Every dream is vivid, as if I have been thrust into another reality for a short moment and forced to live along with the circumstance. Though some are harmless and relatively innocent, there will always be dreams that wake me in the middle of the night with an irreplacable feeling of terror.
This time, I was at a beach house with friends. Though I didn’t bother to look around for anyone else I knew, Carly-my freshman friend-was the only one sitting next to me on the shore while the others swam in the ocean. We were resting back on our hands, letting our legs bask in the tide and laughing at each other’s antics. The sky was clouded, but it was obvious that the faded blue was getting darker, and Carly and I noticed the tide coming in against our legs. We stood and called to the rest that it was time to go in, leading the way into the house.
The room we entered was beautiful. Dark green-almost black-marble tiling covered the floor, matching the railing-guarded waterfall in the left corner that had a soft green reflection emitting from the light shining within it. Carly and I stopped in there and waited while everybody poured in, not bothering with the lights since we would be heading on to the living room next anyway. There was a raucous of laughter as the group stumbled their way in and shut the door behind them. A girl reeled into the waterfall’s railing with laughter, her identity hidden by the dark. I watched as she gripped the wood for support then promptly leaned over it and threw up into the water. I didn’t need to smell it to know that it was blood. The guy closest to me was still laughing, but his body was curled into a fetal position on the floor, blood pouring from his nose and mouth. I could hear bodies dropping all around me with fading, gurgling laughter. Restraining from looking at them, I quickly spotted Carly with her blaringly white t-shirt backed into the far right corner. I could sense her shaking even from where I was in the middle of the room, and the both of us knew that we had to turn on the lights to see how bad it really was. Without looking around, I headed straight forward toward the door and stopped. Again I looked at Carly; from the closer distance I could see the horror racking through her in tears. I didn’t want to see through her eyes. I couldn’t look. My finger gently flipped the switch, envoking a sound from her between a scream and a sob. “Oh god,” she said meekly, “They’re not gonna make it.”

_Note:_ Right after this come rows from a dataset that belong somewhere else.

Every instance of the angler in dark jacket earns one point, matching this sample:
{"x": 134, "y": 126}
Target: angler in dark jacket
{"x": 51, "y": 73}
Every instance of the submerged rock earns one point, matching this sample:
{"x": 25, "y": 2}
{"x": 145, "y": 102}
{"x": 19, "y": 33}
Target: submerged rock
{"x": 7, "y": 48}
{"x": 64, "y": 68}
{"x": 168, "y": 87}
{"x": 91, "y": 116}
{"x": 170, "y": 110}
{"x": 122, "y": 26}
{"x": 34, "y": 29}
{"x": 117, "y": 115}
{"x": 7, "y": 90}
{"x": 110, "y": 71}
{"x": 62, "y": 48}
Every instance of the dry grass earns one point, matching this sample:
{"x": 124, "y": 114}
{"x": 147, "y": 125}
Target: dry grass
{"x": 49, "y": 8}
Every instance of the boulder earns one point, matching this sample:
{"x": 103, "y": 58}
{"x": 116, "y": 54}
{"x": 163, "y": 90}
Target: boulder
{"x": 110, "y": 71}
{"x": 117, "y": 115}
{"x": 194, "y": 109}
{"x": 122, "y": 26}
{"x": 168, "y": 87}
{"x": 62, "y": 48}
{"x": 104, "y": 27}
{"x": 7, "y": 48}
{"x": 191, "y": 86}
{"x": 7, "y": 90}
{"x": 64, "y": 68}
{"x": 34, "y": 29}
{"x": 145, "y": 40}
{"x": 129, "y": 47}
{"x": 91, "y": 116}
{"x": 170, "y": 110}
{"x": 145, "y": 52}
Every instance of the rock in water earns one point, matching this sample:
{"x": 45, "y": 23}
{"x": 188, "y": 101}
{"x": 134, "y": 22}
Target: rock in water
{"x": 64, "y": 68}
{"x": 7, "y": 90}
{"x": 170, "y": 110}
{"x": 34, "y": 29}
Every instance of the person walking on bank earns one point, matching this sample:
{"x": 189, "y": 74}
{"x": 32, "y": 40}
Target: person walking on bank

I didn’t hesitate for a second after that. I opened the door and I ran. I bolted out of the house with my heart pounding painfully in my chest, half waking my body from the dream. I didn’t know the neighborhood or where I was going. It was the middle of the night and no one was outside. I was running blindly, alone, from a being I couldn’t see or grasp. I wasn’t running from death. I wasn’t running from the vision. I wasn’t running from the blood. I was running from the fear running wildly through my veins like an inextinguishable fire.
And that was it. When I awoke I was alone and frightened in the dark of my room, greeted by the aftermath of a terrible dream.